On equality $ker(\overline{f})=ker(f)/N$ we see the need to $N$ be contained in $ker(f)$ and, obviously, be normal in $G$. To fix ideas, this result can be understood as follows:
If $f:G\longrightarrow H$ be a group homomorphism and $N$ a normal subgroup of $G$ which is contained in $ker(f)$, then there exists a unique group homomorphism $\overline{f}:G/N\longrightarrow H$ such that the following diagram commutes $$\require{AMScd}\begin{CD}G@>{f}>>H\\@V{v}VV&@VVid_{H}V\\G/N@>>\overline{f}>H\end{CD}$$ where $v$ is the natural epimorphism and $id_{H}$ is the identity of $H$.
In other words, we can decompose $f$ in a unique composition of homomorphisms where one is $v$.
Let's prove it. We want $\overline{f}$ satisfyng $\overline{f}\circ v(x)=\overline{f}(xN)=f(x)$, so define $$\begin{matrix}\overline{f}:&G/N&\longrightarrow&H\\&xN&\longmapsto&f(x)\end{matrix}$$
We need to show that:
$1)$ $\overline{f}$ is well-defined: if $xN=yN$, then $xy^{-1}\in N\subseteq ker(f)$. Thus $$f(x)f(y)^{-1}=f(x)f(y^{-1})=f(xy^{-1})=1_{H}$$ so $f(x)=f(y)$, i.e., $\overline{f}(xN)=\overline{f}(yN)$. So we prove that $\overline{f}$ is well-defined.
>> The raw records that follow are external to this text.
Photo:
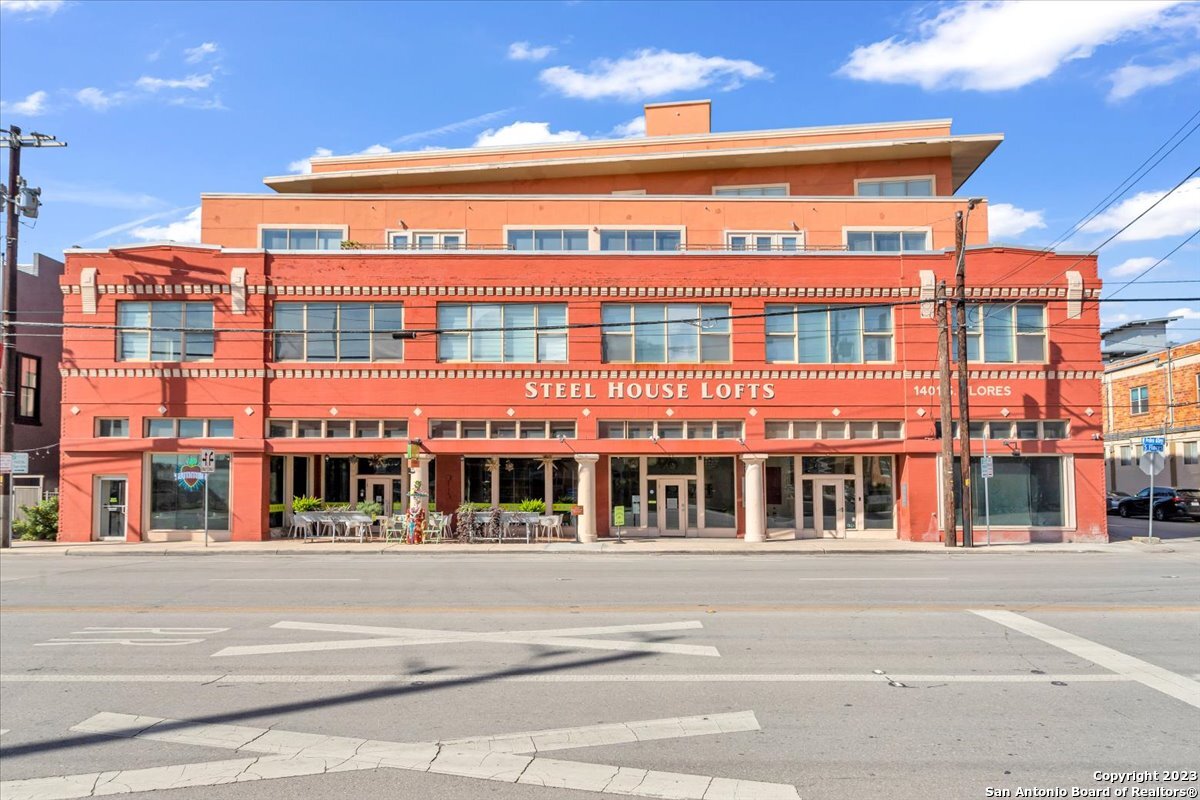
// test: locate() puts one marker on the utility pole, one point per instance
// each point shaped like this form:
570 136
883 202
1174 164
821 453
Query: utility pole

$2)$ $\overline{f}$ is a group homomorphism: for all $xN,yN\in G/N$, $$\overline{f}(xN\cdot yN)=\overline{f}(xyN)=f(xy)=f(x)f(y)=\overline{f}(xN)\overline{f}(yN).$$
$3)$ $\overline{f}$ is such that the diagram above commutes: it is follow from the definition.
$4)$ $\overline{f}$ is the unique group homomorphism satisfying this property: if $g:G/N\longrightarrow H$ is such that that diagram above commutes, then for all $xN\in G/N$ we have $$g(xN)=g\circ v(x)=f(x)=id_{H}\circ f(x)=\overline{f}\circ v(x)=\overline{f}(xN).$$ Therefore $g=\overline{f}$.
The proof is done.